© Image Globe / Philippe Bourguet

 » Il est sain que la Flandre sache que Wallons et Bruxellois ont la capacité de s’assumer »

Le FDF s’offre un nouveau toit. Ce samedi, son président maniera la truelle pour poser officiellement la première pierre de l’implantation du parti en Wallonie. Que cela lui plaise ou non, le MR devra s’y faire. Olivier Maingain voit plus loin : il y va de l’union sacrée Wallonie-Bruxelles. Entretien.

Le Vif/L’Express : Première assemblée générale du FDF dans sa version wallonne, ce samedi à Namur. Le moment est historique ?

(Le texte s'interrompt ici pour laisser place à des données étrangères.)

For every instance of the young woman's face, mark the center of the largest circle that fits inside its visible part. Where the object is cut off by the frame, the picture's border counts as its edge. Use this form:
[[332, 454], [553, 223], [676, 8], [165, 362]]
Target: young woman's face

Olivier Maingain : Oui. Le FDF a toujours eu des membres en Wallonie, mais jamais de manière structurée.

Le FDF en Wallonie, combien de divisions ?

Nous comptons cinq fédérations provinciales et des sections locales qui naissent aux quatre coins de la Wallonie : le Brabant wallon est pratiquement couvert, le Luxembourg compte une bonne demi-douzaine de sections. Nous ambitionnons vingt à trente implantations en Hainaut d’ici à la fin de l’année… Nous avons dépassé le cap du millier de membres en Wallonie. Nous visons les 3 000 adhérents pour la fin 2011.

Qu’est-ce qui a joué, la loi de l’offre ou de la demande ?

Il y avait une forte attente. Un appel spontané qui nous était lancé : « Quand enfin le FDF viendra-t-il en Wallonie ? » Il n’y avait pas de raison de ne pas y aller.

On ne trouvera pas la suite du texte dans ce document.